Claim Verification Benchmark

Measures how well AI models ground factual claims in real, retrievable sources using the same production NLI (Natural Language Inference) pipeline that PromptReports.ai uses for live report verification.

What It Measures#

The Claim Verification benchmark tests whether AI models can produce factual claims that are genuinely supported by real, retrievable sources — not just plausible-sounding text. For each model response, the benchmark extracts individual factual claims, retrieves evidence for each one using real web searches and URL fetching, runs NLI (Natural Language Inference) to determine whether the evidence actually supports the claim, and produces two scores: Citation Coverage and Grounding Rate.

Same Pipeline as Live Reports

The benchmark uses the exact same HalluHard evaluation engine that runs on PromptReports.ai Intelligence Briefings and reports. Scores on the benchmark directly predict how a model will perform in production verification.

Why This Matters#

Standard AI benchmarks measure response quality or coherence — they do not check whether claims are actually true. A model that writes fluent, confident prose about fabricated statistics scores well on traditional benchmarks but fails catastrophically in research contexts.

Claim Verification tests the property that matters most for research reports: is this model producing claims that can be verified against real evidence? Models that score high on Citation Coverage and Grounding Rate produce reports with fewer corrections and stronger source backing.

Real Evidence Retrieval

The benchmark fetches actual URLs and runs web searches — no heuristics, no simulated data.

NLI Entailment

Each claim is evaluated using Neural Language Inference: does this source actually support this claim?

Two Dimensions

Citation Coverage and Grounding Rate give a complete picture of source fidelity. False Confidence is measured by the Hallucination Detection benchmark.

The NLI Evaluation Pipeline#

For each benchmark result, the following steps are executed by the HalluHard benchmark evaluator:

Claim Extraction

The model's response is split into sentences.
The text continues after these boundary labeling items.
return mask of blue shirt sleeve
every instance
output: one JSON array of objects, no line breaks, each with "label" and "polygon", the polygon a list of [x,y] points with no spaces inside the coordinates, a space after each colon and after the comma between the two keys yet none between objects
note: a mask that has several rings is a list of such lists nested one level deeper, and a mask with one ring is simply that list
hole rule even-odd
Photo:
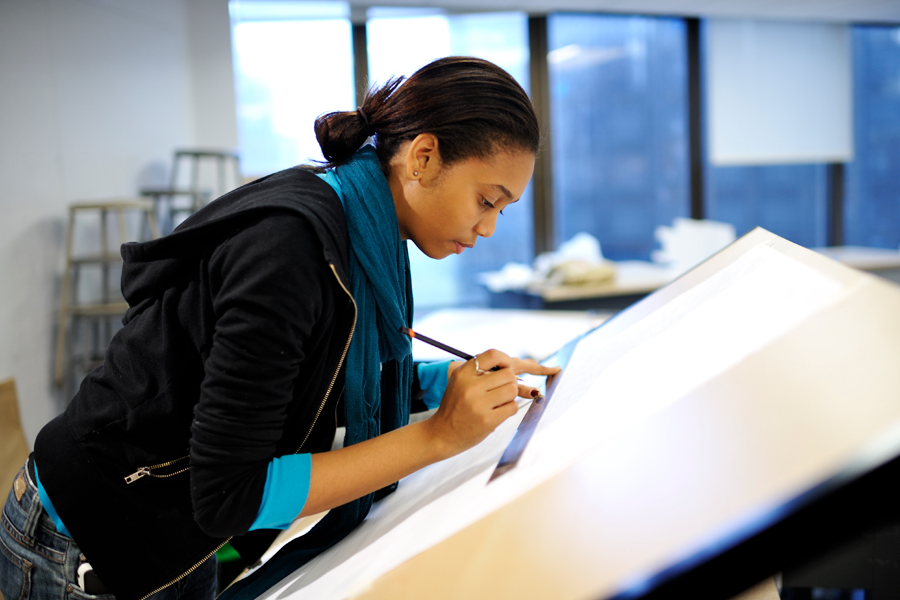
[{"label": "blue shirt sleeve", "polygon": [[447,391],[447,369],[452,360],[439,363],[419,363],[419,387],[425,391],[422,401],[428,408],[437,408],[441,405],[441,398]]},{"label": "blue shirt sleeve", "polygon": [[254,529],[287,529],[306,505],[309,478],[312,472],[311,454],[288,454],[273,458],[266,472],[266,487]]}]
Sentences containing numerical data, attributions ("according to"), or factual assertions (is/are/was/were/shows/indicates) are selected as candidate claims. Up to 20 claims are extracted per response.

Citation URL Extraction

All inline URLs (https://...) are extracted from the response. The benchmark looks for URLs that appear within 300 characters of each claim to associate them as the claim's intended citation.

Evidence Retrieval — Attempt 1 (Direct Fetch)

For claims with an associated citation URL, the URL is fetched directly. The retrieved page content (up to 2,000 characters) is passed to the NLI model for entailment analysis. Timeout: 8 seconds.

Evidence Retrieval — Attempt 2 (Corroborating Search)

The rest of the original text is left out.